Como bien dice Kazuo Ishiguro, reciente ganador del Premio Nobel de Literatura, uno de los valores agregados más importantes de la literatura radica en la posibilidad de recordar que una amplia porción de cuánto el ser humano ha creado proviene de la imaginación. Este es un atributo que florece con mayor vigor en los ambientes encrespados que en los serenos y para dar frutos requiere, cuando menos, de la curiosidad del individuo, sino es que de un hondo proceso de análisis y reflexión.

Para Mario Vargas Llosa la creación de mundos que corren de manera paralela al real, encierra la intención del escritor de subsanar equívocos, suplir las deficiencias y señalar los puntos débiles de las personas, con el objetivo de alcanzar mundos mejores.

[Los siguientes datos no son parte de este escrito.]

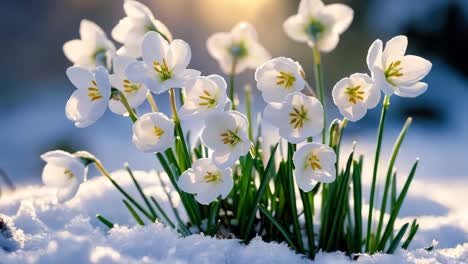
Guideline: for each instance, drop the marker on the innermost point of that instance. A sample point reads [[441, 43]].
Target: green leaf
[[265, 179], [396, 208], [106, 222], [133, 213], [283, 231], [396, 241]]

Si el hombre no tuviera un ánimo curioso, inquisitivo, subversivo incluso, hacia la propia existencia, seguiría habitando las cavernas, temiéndole al rayo, a los animales salvajes y a los eclipses, o quizás habría arribado con dificultades a un medioevo en el que estaría estancado creyendo que un dios malvado lo juzga con ojo inquisidor y lo sanciona con severidad cuando incumple sus expectativas.

La labor del escritor es analizar la existencia, interpretarla a través de la imaginación para transformarla. Por esto mismo encontramos una descodificación diametralmente distinta a la de Shelley y Stevenson en las obras de narradores como el francés Julio Verne y el británico H.G. Wells. Ambos se separaron del tono intimista que los creadores de Frankestein y El extraño caso del Dr. Jekyll y Mr. Hyde. Imprimieron a sus letras, y se inclinaron por analizar, desde planos contrapuestos, los poderosos efectos de la ciencia y la tecnología en la sociedad de su época.